I have this loop:
for index, row in df.iterrows():
process_row(index, row)
where process_row is a method that calls two time an API.
def process_row(index, row):
print("Evaluating row index:", index)
question = row["Question"]
answer = row["Answer"]
instruct = "..."
instruct2 = "..."
try:
completion = openai.ChatCompletion.create(
model="gpt-3.5-turbo", messages=[{"role": "user", "content": instruct}]
)
response = completion["choices"][0]["message"]["content"]

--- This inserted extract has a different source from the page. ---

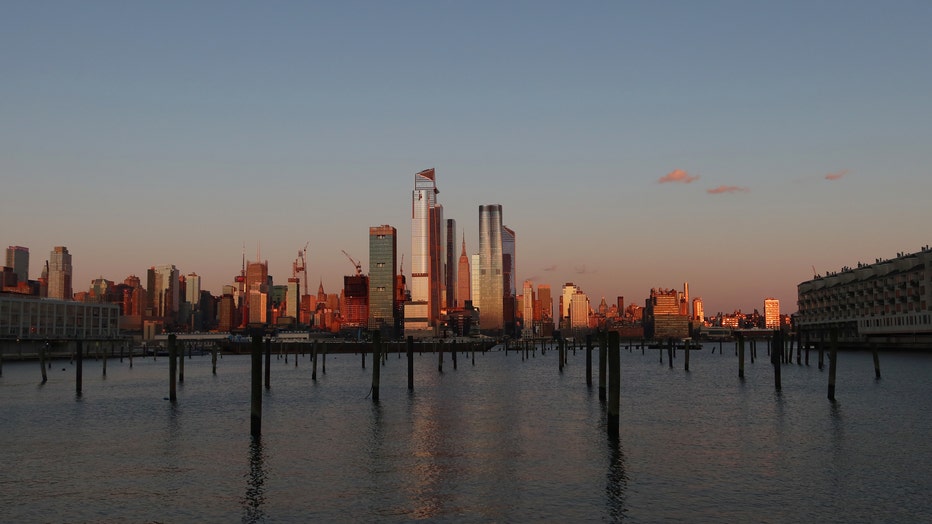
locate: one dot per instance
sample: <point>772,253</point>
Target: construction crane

completion = openai.ChatCompletion.create(
model="gpt-3.5-turbo", messages=[{"role": "user", "content": instruct2}]
)
response2 = completion["choices"][0]["message"]["content"]
.... OTHER CODE ....
except Exception as e:
print(e)
I want that if the whole method takes more than 30 seconds for an iteration, it performs this:
min_vote = 10
row_with_vote = row.tolist() + [min_vote]
passed_writer.writerow(row_with_vote)
How can I do so? I tried something with concurrent.futures but I don't see any improvement, but if you want I can add it to the post. I have seen other posts but they make a check after every instruction, while I'm pretty sure that in my case it wouldn't solve as the program gets stuck at a single line. Moreover, what reasons can make the method this slow? Most of the iteration take just a couple of seconds, while sometimes one takes 10 or more minutes so something goes wrong.